Attribute values can be expressions as well as just literal values:

# Arithmetic with literals and application-provided variables
sum = 1 + addend

# String interpolation and templates
message = "Hello, ${name}!"

# Application-provided functions
shouty_message = upper(message)

Although JSON syntax doesn't permit direct use of expressions, the interpolation syntax allows use of arbitrary expressions within JSON strings:

{
  "sum": "${1 + addend}",
  "message": "Hello, ${name}!",
  "shouty_message": "${upper(message)}"
}

For more information, see the detailed specifications:

Changes in 2.0

Version 2.0 of HCL combines the features of HCL 1.0 with those of the interpolation language HIL to produce a single configuration language that supports arbitrary expressions.
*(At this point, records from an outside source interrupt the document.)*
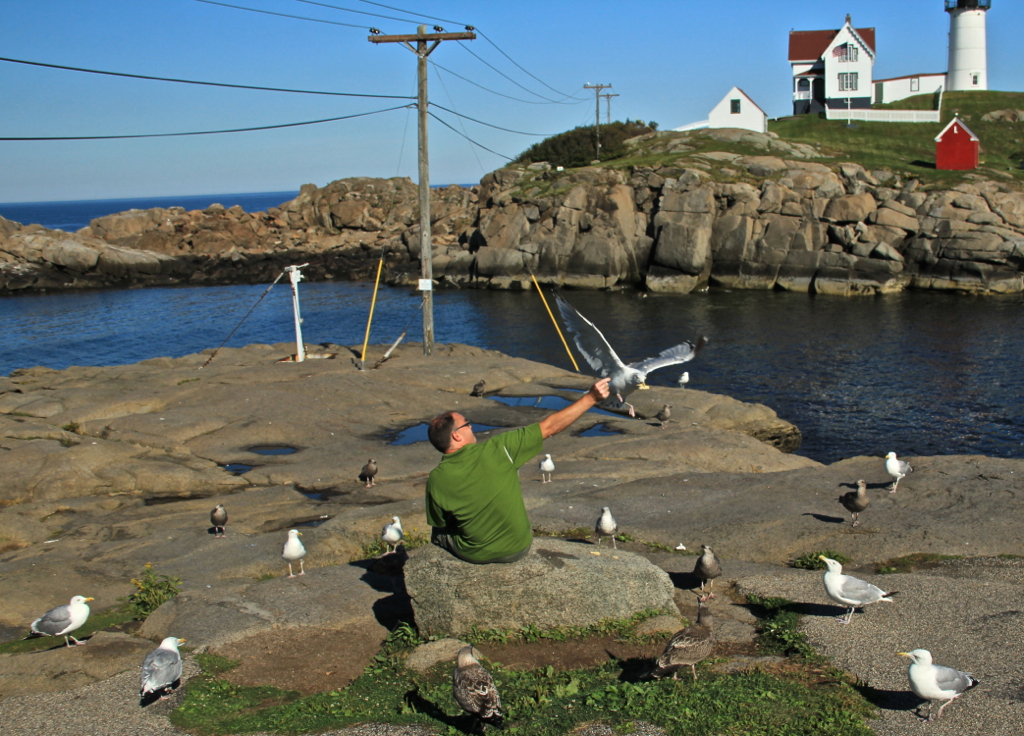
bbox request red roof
[790,28,874,61]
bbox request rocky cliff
[0,130,1024,295]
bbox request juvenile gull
[359,458,377,488]
[594,506,618,550]
[210,504,227,537]
[897,649,978,721]
[452,647,504,733]
[838,480,871,526]
[538,454,555,483]
[818,555,899,623]
[693,545,722,598]
[29,596,92,647]
[886,452,913,493]
[281,529,306,577]
[555,292,708,417]
[381,516,406,552]
[139,637,184,700]
[648,596,715,682]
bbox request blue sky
[0,0,1024,202]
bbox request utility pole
[601,93,618,125]
[583,84,611,161]
[368,26,476,355]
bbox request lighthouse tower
[945,0,992,92]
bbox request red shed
[935,116,980,171]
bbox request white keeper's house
[790,15,874,115]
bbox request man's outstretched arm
[541,378,609,439]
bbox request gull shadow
[801,511,847,524]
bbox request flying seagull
[837,480,871,526]
[359,458,377,488]
[897,649,978,721]
[210,504,227,537]
[139,637,184,700]
[381,516,406,552]
[594,506,618,550]
[886,452,913,493]
[818,555,899,623]
[452,647,504,732]
[647,596,715,682]
[693,545,722,598]
[29,596,92,647]
[538,454,555,483]
[555,292,708,417]
[281,529,306,577]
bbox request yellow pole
[529,272,580,373]
[359,252,384,371]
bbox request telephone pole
[601,93,618,125]
[583,84,611,161]
[368,26,476,355]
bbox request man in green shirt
[426,379,608,564]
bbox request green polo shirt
[426,424,544,562]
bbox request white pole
[285,263,309,362]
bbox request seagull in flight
[555,292,708,417]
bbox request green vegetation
[512,120,657,167]
[118,562,181,621]
[790,550,851,570]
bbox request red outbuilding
[935,116,981,171]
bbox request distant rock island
[6,129,1024,296]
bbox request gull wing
[555,292,626,378]
[630,337,708,376]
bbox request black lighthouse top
[946,0,992,12]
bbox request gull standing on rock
[837,480,871,526]
[538,454,555,483]
[210,504,227,537]
[647,596,715,682]
[452,647,504,733]
[381,516,406,552]
[693,545,722,598]
[29,596,92,647]
[139,637,184,700]
[818,555,899,623]
[594,506,618,550]
[281,529,306,577]
[886,452,913,493]
[897,649,978,721]
[555,292,708,417]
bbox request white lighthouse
[945,0,992,92]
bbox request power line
[0,104,412,140]
[0,56,415,99]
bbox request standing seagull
[359,458,377,488]
[818,555,899,623]
[139,637,184,700]
[452,647,504,733]
[654,404,672,429]
[538,454,555,483]
[210,504,227,537]
[647,596,715,682]
[886,452,913,493]
[837,480,871,526]
[29,596,92,647]
[281,529,306,577]
[555,292,708,417]
[381,516,406,552]
[693,545,722,598]
[594,506,618,550]
[897,649,978,721]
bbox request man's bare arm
[541,378,609,439]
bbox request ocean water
[0,191,299,232]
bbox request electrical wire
[0,104,410,140]
[0,56,416,99]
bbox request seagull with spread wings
[555,292,708,417]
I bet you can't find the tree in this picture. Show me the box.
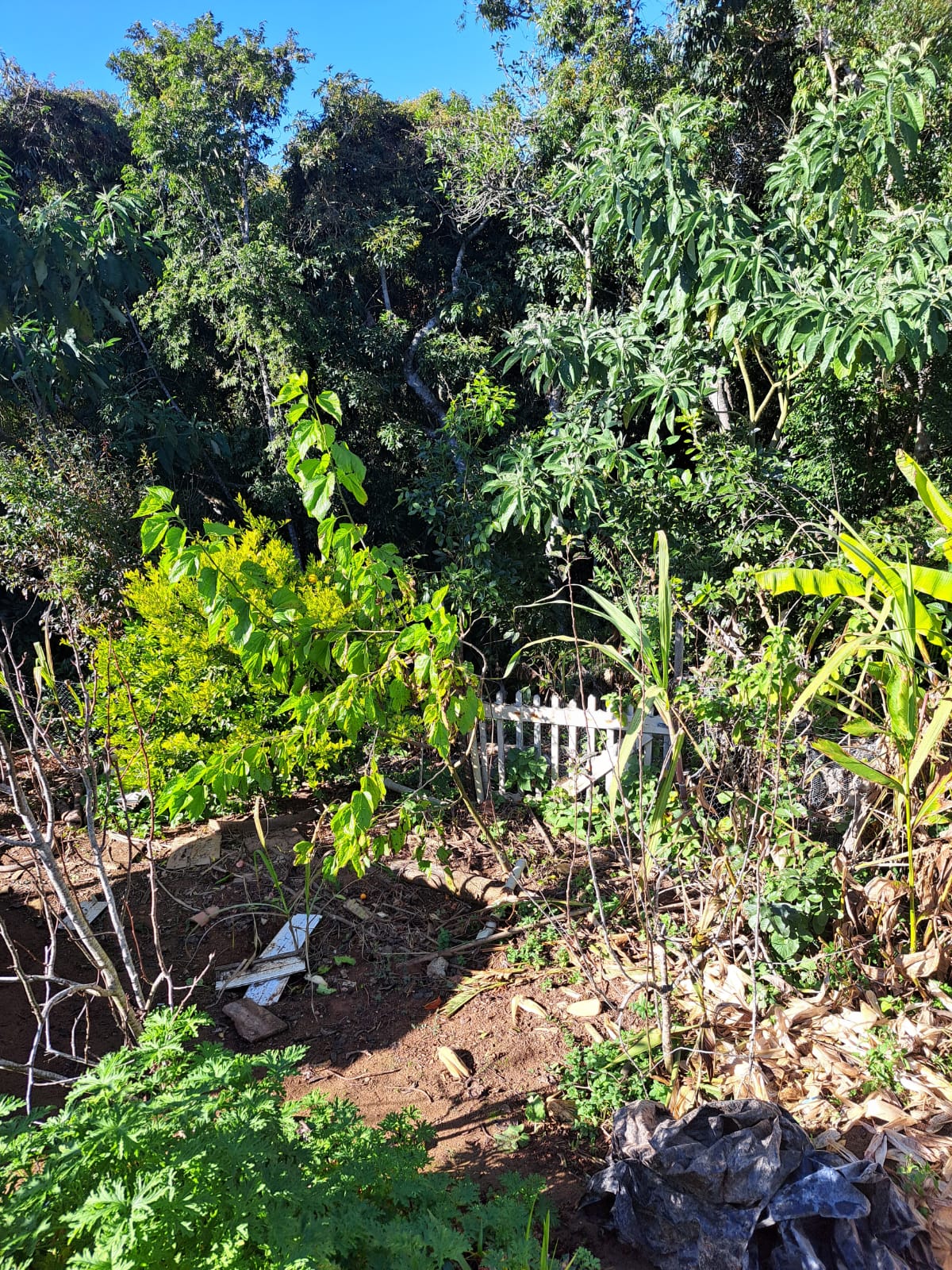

This new version has a completely new parser and Go API, with no direct migration path. Although the syntax is similar, the implementation takes some very different approaches to improve on some "rough edges" that existed with the original implementation and to allow for more robust error handling.

It's possible to import both HCL 1 and HCL 2 into the same program using Go's semantic import versioning mechanism:

import (
    hcl1 "github.com/hashicorp/hcl"
    hcl2 "github.com/hashicorp/hcl/v2"
)

Acknowledgements

HCL was heavily inspired by libucl, by Vsevolod Stakhov.

HCL and HIL originate in HashiCorp Terraform, with the original parsers for each written by Mitchell Hashimoto.

The original HCL parser was ported to pure Go (from yacc) by Fatih Arslan. The structure-related portions of the new native syntax parser build on that work.

The original HIL parser was ported to pure Go (from yacc) by Martin Atkins. The expression-related portions of the new native syntax parser build on that work.

HCL 2, which merged the original HCL and HIL languages into this single new language, builds on design and prototyping work by Martin Atkins in zcl.